7 things you can do with your video on YouTube that I can't do on my media server

So, the question is – why use YouTube to host your video when the institution has a perfectly good media server sitting in the rack room? The Auricle asked this question recently and came up with 5 good reasons to choose YouTube over an in house media server. In some respects, this post is an extension to that.

Granted, I am pretending here that some of the elephant issues have left the room. I am not discounting these issues as they are vitally important when it comes to using a very public web service like YouTube. But there are more informed educators than me to discuss issues such as opening up your content, transparency, copyright and (gulp) sharing.

Instead, I am going to focus on a few of the killer technical features YouTube has that will enhance your video in ways that would take me, as an educational technologist, hours and hours of time and effort to reproduce – if I could reproduce these at all.

Take embed, for example. Now, our in house Flash server does a decent job of streaming video content from a single location (which, at my institution, is usually Desire2Learn). But beyond that, well, that’s about all we can do with video. If you want to have that content in a second place (say, a blog or website), it requires an EdTech like me with access to server folders and the tools to create a custom video player to do. So for that reason alone, the YouTube embed ability is a killer feature.

But YouTube can do so much more with a video. Here are 7 technical things that you can do with your video on YouTube that I can’t do with my media server.

1) Annotate videos

After you have created and uploaded a video, you can add notes, speech bubbles and highlights to your video. You can even create hyperlink hotspots that, when clicked on, will take users to an external website or another YouTube video.

2) Close caption videos

Looking to make your videos more accessible, or add in a second language to your video? Try adding subtitles or captions to your YouTube video. What’s the difference? Captions are in the same language as the video’s audio track, subtitles are in a different language.

3) Deep link videos

Want to trim a bit off the top of your video? To do this on our media server requires me to edit the clip, a cumbersome process at best. With YouTube, you can create a link to a specific point in a YouTube video. For example, if you’d like the viewer to start watching the video at one minute and fifty-one seconds into the video, you’d add the following time code to the end of the URL: #t=1m51s.
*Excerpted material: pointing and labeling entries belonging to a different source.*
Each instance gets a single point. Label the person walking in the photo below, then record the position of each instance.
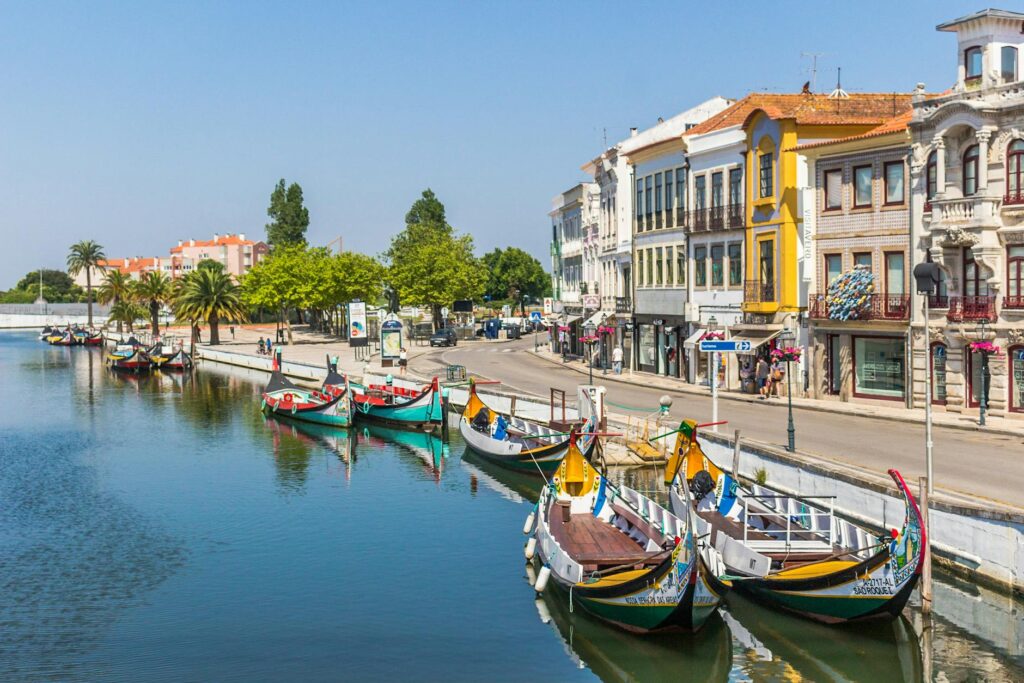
(616, 359)
(761, 374)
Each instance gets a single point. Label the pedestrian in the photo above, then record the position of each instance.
(761, 374)
(616, 359)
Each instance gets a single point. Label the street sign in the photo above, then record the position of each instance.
(725, 346)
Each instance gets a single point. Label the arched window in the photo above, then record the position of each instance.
(1015, 172)
(971, 170)
(931, 179)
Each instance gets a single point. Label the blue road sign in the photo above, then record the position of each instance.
(725, 346)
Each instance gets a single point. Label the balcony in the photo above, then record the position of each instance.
(971, 308)
(881, 306)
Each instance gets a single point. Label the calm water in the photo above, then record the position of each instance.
(162, 529)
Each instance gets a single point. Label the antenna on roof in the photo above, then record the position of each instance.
(839, 92)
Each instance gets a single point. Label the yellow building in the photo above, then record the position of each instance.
(779, 191)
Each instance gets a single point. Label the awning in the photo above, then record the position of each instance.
(756, 338)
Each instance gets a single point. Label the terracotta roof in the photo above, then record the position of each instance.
(807, 109)
(894, 125)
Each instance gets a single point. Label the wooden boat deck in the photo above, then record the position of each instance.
(592, 542)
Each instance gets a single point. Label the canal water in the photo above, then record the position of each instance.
(160, 528)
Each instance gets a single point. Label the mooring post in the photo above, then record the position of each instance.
(926, 574)
(735, 456)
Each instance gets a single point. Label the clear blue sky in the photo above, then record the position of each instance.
(137, 124)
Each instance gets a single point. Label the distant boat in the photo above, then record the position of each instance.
(792, 552)
(620, 555)
(523, 445)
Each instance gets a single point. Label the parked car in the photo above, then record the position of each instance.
(443, 337)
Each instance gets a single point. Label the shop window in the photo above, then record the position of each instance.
(879, 368)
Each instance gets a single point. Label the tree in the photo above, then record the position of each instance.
(154, 290)
(516, 274)
(117, 287)
(289, 218)
(85, 255)
(429, 264)
(209, 296)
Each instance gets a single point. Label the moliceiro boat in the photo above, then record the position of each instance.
(524, 445)
(794, 552)
(620, 555)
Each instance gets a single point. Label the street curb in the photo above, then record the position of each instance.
(688, 389)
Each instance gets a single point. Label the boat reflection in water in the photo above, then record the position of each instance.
(613, 654)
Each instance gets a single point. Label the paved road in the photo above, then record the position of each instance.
(985, 465)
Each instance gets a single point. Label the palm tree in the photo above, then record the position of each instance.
(154, 290)
(85, 256)
(211, 296)
(117, 287)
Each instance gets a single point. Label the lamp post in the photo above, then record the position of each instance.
(983, 399)
(791, 429)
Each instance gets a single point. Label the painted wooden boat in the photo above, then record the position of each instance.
(620, 555)
(398, 407)
(794, 552)
(284, 398)
(520, 444)
(135, 361)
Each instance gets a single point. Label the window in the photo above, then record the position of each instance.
(834, 267)
(971, 170)
(834, 189)
(764, 174)
(1015, 171)
(700, 266)
(862, 186)
(972, 62)
(863, 259)
(894, 181)
(716, 190)
(735, 264)
(931, 178)
(1009, 63)
(736, 186)
(681, 187)
(717, 265)
(699, 191)
(894, 272)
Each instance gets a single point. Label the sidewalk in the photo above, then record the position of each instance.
(995, 425)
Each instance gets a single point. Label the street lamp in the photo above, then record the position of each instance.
(791, 430)
(983, 399)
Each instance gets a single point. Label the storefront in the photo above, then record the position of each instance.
(880, 368)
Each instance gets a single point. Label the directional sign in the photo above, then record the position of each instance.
(725, 346)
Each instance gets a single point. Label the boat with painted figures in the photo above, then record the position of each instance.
(285, 398)
(794, 552)
(620, 555)
(520, 444)
(399, 407)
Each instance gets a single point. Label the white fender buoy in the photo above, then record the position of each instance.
(542, 579)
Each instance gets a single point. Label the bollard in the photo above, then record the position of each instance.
(926, 574)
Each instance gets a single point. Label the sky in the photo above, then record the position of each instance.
(140, 124)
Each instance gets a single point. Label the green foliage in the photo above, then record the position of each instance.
(289, 218)
(428, 263)
(514, 273)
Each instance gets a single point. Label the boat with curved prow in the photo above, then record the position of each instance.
(620, 555)
(794, 552)
(519, 444)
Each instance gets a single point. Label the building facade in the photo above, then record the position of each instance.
(968, 217)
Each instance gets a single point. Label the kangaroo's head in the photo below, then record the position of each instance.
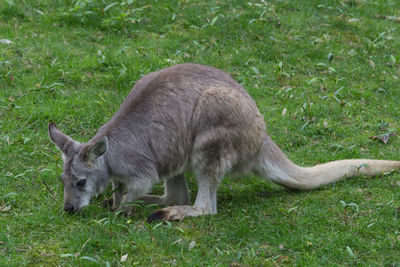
(85, 173)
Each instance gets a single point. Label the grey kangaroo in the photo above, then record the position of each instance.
(185, 117)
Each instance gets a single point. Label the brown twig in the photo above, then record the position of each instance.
(391, 18)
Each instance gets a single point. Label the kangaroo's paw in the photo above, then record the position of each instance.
(107, 204)
(176, 213)
(125, 210)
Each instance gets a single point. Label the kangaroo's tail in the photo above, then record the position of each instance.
(275, 166)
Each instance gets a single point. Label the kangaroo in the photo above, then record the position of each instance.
(185, 117)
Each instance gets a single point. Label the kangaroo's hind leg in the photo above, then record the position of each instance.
(212, 157)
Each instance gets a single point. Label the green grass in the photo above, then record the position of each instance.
(334, 66)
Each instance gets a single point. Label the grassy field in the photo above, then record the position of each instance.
(324, 73)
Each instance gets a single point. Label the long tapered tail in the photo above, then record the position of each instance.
(275, 166)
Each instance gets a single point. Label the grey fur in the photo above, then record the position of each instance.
(185, 117)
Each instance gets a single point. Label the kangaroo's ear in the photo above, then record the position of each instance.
(63, 142)
(90, 152)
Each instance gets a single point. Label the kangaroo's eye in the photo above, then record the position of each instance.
(81, 183)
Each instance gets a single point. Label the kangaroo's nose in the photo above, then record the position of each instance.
(69, 208)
So, here is the link in example. This url should take you to a clip from a New Scientist video that is 1:51 seconds in. http://ca.youtube.com/watch?v=CmPDbktOyBc#t=1m51s

4) Swap your audio for music

Again, I would need to edit and, probably, reencode your video. But YouTube gives you the ability to turn your video into a music video with a preset music track.

5) Subscribe to feeds

RSS feeds are an area we haven’t even begun to explore with our in house media server, so if you want to replicate anything like a YouTube channel that people can subscribe to, well, you are out of luck unless you happen to catch me at a slow time of the year.

YouTube, on the other hand, does have basic RSS feeds for subscribing to content. If these feeds are too general, find some smart people who can work their way around YouTubes public API and create the most useful YouTube feeds not found in the YouTube interface.

6) Watch a high resolution version

Okay, granted, the quality of YouTube video is bad, and on this point our in house server has YouTube beat.  But that doesn’t mean you have to be stuck with really lousy video when you use YouTube. Add this code &fmt=18 at the end of the video URL on YouTube and see a higher resolution version of the video.

7) Embed that higher resolution version

Here is a simple hack from Make on how to embed that higher quality video in your site. Basically, add the code &ap=%2526fmt%3D18 at the end of your embed and param url’s and embed the high resolution version of the video on a webpage.

Update November 21: Just found out that you can actually view and embed HD quality videos on YouTube.